Charlotte had doubts about the significance of her life. A visiting pastor came to see her in her home and during the conversation said, “Come just as you are” to God. Upon hearing those words she gave her life to Christ. Years later, at age 45, Charlotte recalled those words and penned the words to the famous hymn, Just As I Am. That hymn was used long after her death to lead hundreds of thousands of people into salvation. The hymn was made famous by Billy Graham as the song of invitation at his crusades to encourage people to come to God, “just as you are”.

Charlotte is buried at St. Andrew’s Church, in East Sussex England in the churchyard cemetery. Also buried in that same small cemetery is George Everest whose name was used to identify the tallest mountain on Earth.
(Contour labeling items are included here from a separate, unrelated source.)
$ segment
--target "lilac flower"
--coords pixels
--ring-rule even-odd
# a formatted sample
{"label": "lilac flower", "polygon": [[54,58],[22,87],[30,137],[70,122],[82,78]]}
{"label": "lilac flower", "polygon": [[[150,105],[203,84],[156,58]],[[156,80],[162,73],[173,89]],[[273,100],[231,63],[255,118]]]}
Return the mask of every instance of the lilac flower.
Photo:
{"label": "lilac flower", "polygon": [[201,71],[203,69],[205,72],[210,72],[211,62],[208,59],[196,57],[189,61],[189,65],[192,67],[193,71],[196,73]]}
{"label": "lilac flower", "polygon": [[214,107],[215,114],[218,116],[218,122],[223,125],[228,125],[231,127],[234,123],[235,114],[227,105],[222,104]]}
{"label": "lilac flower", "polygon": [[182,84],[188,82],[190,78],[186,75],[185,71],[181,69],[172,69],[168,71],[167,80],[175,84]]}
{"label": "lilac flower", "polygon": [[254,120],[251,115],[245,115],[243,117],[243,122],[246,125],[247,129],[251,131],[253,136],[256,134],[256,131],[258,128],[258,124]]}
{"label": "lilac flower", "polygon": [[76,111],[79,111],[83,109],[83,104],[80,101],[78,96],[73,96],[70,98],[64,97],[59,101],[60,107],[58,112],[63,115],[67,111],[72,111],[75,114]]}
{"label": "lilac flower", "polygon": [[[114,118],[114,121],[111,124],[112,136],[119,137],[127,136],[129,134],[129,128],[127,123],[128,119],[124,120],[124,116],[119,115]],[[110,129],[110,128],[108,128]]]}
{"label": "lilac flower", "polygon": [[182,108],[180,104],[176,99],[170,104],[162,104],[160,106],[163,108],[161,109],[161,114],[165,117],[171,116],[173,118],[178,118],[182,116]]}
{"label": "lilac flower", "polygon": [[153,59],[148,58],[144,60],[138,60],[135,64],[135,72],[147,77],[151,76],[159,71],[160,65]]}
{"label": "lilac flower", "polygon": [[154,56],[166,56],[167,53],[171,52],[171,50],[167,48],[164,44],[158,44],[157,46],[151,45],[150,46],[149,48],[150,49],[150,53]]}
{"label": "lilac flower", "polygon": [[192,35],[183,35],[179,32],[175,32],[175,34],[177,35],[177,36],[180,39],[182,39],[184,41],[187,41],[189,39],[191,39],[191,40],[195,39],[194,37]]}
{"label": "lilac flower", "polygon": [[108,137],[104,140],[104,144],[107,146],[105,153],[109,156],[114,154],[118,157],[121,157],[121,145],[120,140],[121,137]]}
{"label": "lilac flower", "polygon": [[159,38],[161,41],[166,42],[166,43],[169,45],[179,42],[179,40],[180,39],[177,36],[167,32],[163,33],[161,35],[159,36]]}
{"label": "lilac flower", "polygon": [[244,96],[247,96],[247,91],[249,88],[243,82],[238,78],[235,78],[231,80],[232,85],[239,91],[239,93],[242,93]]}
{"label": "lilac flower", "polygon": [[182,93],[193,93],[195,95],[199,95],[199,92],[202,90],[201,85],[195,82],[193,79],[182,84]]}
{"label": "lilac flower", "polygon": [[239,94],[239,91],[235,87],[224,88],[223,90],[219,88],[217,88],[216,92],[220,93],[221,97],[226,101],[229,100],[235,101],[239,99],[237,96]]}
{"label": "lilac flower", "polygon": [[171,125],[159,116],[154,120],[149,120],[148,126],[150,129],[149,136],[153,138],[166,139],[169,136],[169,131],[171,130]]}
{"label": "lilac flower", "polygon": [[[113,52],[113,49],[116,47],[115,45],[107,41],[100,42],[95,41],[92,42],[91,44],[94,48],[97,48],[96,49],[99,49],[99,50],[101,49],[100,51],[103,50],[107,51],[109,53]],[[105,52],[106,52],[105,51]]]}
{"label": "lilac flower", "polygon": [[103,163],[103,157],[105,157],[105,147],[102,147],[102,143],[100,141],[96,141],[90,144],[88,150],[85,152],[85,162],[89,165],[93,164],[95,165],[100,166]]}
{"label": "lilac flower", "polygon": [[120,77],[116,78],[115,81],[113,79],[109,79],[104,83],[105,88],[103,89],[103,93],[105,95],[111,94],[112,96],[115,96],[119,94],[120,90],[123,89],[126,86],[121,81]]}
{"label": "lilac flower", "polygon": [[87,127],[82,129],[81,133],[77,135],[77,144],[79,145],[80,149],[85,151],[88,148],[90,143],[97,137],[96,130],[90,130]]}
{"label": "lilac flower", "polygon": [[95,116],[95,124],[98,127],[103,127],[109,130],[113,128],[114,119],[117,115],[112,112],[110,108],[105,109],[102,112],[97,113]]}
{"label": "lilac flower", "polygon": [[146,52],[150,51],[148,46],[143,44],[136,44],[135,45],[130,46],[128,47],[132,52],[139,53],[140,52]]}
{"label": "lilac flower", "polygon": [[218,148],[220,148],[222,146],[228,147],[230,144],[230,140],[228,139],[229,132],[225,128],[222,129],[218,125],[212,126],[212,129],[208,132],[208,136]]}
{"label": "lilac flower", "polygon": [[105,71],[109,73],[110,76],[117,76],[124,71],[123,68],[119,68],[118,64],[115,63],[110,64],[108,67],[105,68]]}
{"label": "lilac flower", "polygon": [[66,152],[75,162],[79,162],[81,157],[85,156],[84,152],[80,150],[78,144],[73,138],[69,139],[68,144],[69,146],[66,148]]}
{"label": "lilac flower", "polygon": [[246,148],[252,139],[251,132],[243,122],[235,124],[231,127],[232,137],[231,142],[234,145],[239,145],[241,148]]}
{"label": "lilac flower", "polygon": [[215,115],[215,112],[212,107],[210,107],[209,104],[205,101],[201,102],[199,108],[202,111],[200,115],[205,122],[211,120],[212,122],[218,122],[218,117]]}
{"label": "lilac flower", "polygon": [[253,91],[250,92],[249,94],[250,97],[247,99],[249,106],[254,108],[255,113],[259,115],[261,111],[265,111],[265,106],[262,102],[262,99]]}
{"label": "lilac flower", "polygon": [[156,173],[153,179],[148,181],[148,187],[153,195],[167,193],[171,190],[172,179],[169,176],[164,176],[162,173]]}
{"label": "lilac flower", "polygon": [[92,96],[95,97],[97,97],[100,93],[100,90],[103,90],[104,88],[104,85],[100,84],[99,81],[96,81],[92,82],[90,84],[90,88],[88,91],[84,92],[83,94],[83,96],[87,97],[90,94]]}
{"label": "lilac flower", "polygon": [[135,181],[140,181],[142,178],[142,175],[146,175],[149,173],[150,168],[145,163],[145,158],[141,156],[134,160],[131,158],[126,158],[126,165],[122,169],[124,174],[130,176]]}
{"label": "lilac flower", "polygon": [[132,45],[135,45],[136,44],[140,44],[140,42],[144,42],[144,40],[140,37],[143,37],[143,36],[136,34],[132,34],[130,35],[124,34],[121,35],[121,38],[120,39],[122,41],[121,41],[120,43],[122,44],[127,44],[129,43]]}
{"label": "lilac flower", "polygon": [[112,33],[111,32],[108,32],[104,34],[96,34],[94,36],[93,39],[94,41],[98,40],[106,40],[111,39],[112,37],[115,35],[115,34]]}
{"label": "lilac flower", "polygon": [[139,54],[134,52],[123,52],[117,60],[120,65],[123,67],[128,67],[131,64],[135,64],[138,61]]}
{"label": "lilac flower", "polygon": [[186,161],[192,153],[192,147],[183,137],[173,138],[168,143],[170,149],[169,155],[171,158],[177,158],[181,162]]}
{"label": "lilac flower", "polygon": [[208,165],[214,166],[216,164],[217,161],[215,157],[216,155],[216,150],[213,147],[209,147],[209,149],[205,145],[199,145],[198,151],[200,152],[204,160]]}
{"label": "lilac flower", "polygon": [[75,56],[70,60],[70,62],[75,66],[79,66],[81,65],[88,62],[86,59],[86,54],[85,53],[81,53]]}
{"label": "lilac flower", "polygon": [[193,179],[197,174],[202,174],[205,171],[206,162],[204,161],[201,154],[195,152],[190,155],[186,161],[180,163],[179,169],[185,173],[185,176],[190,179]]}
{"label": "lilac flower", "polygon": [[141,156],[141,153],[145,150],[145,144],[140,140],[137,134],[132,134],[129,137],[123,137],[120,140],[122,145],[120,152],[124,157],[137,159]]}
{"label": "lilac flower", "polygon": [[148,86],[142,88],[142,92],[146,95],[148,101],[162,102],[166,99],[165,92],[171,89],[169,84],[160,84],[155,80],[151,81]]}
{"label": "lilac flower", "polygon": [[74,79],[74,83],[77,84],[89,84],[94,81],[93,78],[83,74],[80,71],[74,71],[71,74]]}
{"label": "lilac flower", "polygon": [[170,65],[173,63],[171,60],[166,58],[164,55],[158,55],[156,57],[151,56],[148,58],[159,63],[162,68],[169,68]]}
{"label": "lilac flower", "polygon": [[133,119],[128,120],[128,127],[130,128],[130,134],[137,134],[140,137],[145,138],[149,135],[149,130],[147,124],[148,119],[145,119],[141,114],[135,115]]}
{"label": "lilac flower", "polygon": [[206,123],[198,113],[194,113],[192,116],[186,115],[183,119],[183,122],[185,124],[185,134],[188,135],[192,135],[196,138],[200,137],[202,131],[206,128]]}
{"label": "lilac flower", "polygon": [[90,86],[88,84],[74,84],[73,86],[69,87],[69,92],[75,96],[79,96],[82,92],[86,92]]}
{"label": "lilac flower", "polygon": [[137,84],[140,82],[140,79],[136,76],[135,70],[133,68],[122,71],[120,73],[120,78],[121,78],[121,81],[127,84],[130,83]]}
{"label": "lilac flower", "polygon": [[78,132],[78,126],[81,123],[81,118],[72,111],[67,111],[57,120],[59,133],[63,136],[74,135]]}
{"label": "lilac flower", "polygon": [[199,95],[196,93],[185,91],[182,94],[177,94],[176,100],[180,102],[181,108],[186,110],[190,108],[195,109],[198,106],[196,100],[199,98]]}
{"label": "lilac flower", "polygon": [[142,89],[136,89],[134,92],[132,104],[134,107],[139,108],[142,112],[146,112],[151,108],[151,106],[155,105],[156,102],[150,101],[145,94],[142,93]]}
One day a visiting missionary approached the cemetery groundskeeper and asked a question.  The missionary said he noticed a well-worn path leading to the grave of Charlotte Elliot, but no path leading to the grave of Everest. The missionary wondered why. The groundskeeper said he gets hundreds of visitors each year wanting to visit Charlotte’s grave, but only a small handful come to visit Everest. 


The memory of a man whose name adorns the highest point on earth is remembered in stark contrast to a sick and homebound woman who struggled with her faith. In the larger scheme of things it would be Charlotte’s obedience to a nudge of God’s Spirit that would produce a single hymn with the potential to impact history in a far more significant way than a notable name placed on the tallest mountain peak on Earth.

Your place of struggle and isolation can become a place of great personal creativity if you are willing to respond just as you are. Allow God to attach His name to your response of faith during the challenging of seasons of life and He will be able to do lofty things through you– things that will become testimonies placed on the highest peaks of eternity. Long after you are gone the rest of us will walk to your memory and create a well-worn path of testimony honoring the faithful God who loved you just as you are.